Gegen drei Uhr des Nachmittags begab ich mich in eine Ebene hinab, um eine photographische Aufnahme von der Stadt zu machen. Bei meiner Rückkehr traf ich eine ganze Bande von Beamten, den Vekil (Stellvertreter des Mutessarif, des Vorstehers der Provinz Albag) an der Spitze. Diese Beamten schienen keine Lust zu haben, sich meinetwegen in Unruhe bringen zu lassen und verschwanden. Kaum war ich weitergegangen, als sie Gegu anriefen, um ihn auszuforschen. Selbstverständlich machte sich dieser irgend etwas zurecht. Ich trat bei Iskender-Effendi ein; bald empfingen wir den Besuch des persischen Konsuls, Isaak Khans, eines jungen Mannes von sehr schönem Typus, dazu gut französisch sprechend. Kaum war dieser weggegangen, als der Chef der Polizei und ein Hauptmann erschienen. Der Hauptmann fragte mich ziemlich grob, mit wessen Erlaubnis ich das Wagestück unternommen habe, die Stadt zu photographieren.

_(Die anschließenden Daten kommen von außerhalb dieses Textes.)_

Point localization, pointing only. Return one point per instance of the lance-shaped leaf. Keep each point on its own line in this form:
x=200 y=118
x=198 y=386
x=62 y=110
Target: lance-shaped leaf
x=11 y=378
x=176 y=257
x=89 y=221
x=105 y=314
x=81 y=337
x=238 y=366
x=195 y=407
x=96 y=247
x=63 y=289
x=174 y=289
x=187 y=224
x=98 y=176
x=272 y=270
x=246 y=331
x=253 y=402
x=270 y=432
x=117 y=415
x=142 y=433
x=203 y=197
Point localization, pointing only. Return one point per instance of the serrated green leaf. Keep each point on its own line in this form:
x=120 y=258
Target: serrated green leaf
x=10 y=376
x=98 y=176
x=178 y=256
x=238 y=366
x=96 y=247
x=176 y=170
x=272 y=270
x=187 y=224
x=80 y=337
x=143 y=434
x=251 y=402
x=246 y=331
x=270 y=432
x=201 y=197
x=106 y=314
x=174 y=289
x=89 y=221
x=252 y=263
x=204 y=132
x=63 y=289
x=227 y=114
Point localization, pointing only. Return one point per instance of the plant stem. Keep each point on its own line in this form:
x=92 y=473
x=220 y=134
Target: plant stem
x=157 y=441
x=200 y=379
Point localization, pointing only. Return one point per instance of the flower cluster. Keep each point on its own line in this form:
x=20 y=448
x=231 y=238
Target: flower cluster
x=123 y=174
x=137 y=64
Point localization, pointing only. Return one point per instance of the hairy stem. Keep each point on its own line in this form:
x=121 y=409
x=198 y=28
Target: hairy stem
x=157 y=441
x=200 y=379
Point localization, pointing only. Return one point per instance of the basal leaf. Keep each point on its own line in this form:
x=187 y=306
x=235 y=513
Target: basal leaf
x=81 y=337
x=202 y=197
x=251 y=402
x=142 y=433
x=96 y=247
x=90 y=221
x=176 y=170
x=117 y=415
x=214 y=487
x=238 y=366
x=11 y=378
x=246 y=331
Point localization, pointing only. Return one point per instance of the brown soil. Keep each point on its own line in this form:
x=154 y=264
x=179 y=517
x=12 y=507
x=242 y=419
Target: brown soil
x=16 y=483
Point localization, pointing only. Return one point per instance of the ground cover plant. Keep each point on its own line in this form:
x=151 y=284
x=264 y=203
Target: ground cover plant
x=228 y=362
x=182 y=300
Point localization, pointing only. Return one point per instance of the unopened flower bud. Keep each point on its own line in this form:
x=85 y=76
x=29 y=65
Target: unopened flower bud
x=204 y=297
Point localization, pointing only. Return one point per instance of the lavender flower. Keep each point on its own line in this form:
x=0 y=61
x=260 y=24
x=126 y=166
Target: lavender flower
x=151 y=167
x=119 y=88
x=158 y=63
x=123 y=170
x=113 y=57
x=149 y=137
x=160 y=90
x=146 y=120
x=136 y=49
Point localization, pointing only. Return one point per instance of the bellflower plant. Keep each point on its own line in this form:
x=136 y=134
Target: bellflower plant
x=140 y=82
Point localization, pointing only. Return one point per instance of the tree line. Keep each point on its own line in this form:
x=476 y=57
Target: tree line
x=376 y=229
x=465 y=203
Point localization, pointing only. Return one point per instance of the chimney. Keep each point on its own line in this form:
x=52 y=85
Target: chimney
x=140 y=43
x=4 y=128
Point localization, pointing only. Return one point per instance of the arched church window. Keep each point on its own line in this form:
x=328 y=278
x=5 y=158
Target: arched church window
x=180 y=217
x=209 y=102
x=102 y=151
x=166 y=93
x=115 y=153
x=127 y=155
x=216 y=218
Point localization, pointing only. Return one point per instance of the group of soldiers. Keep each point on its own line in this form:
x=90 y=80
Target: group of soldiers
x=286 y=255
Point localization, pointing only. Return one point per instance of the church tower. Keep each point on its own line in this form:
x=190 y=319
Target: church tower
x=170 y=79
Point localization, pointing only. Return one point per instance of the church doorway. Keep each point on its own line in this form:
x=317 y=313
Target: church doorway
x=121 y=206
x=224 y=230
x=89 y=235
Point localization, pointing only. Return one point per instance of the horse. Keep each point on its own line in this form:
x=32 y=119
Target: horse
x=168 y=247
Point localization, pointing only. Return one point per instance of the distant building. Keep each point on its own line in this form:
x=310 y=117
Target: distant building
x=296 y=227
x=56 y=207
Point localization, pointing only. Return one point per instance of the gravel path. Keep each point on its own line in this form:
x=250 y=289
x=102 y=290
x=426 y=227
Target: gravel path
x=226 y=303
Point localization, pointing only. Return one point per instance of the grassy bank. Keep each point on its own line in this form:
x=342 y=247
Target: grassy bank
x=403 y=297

Ich antwortete ihm, daß ich dies ohne jeglichen Hintergedanken gethan habe, sondern lediglich deshalb, weil mir die Ansicht so gut gefallen habe. Er erwiderte, es sei verboten, ohne Erlaubnis Aufnahmen von der Stadt zu nehmen. „Kraft welches Gesetzes?“ fragte ich. Da gerieten sie wegen der Antwort in große Verlegenheit. Als sie nicht aufhörten, uns zu fragen und zu langweilen, wurden wir aufgebracht und erklärten ihnen, die Platten gegen ein über die Auslieferung aufgenommenes Protokoll auszuhändigen; aber darauf gingen sie nicht ein. Nun verlangten wir, zum Mutessarif geführt zu werden. Unter dem Vortritt der Beamten setzten wir uns in Bewegung, gefolgt von Gegu, der den gefährlichen Apparat trug.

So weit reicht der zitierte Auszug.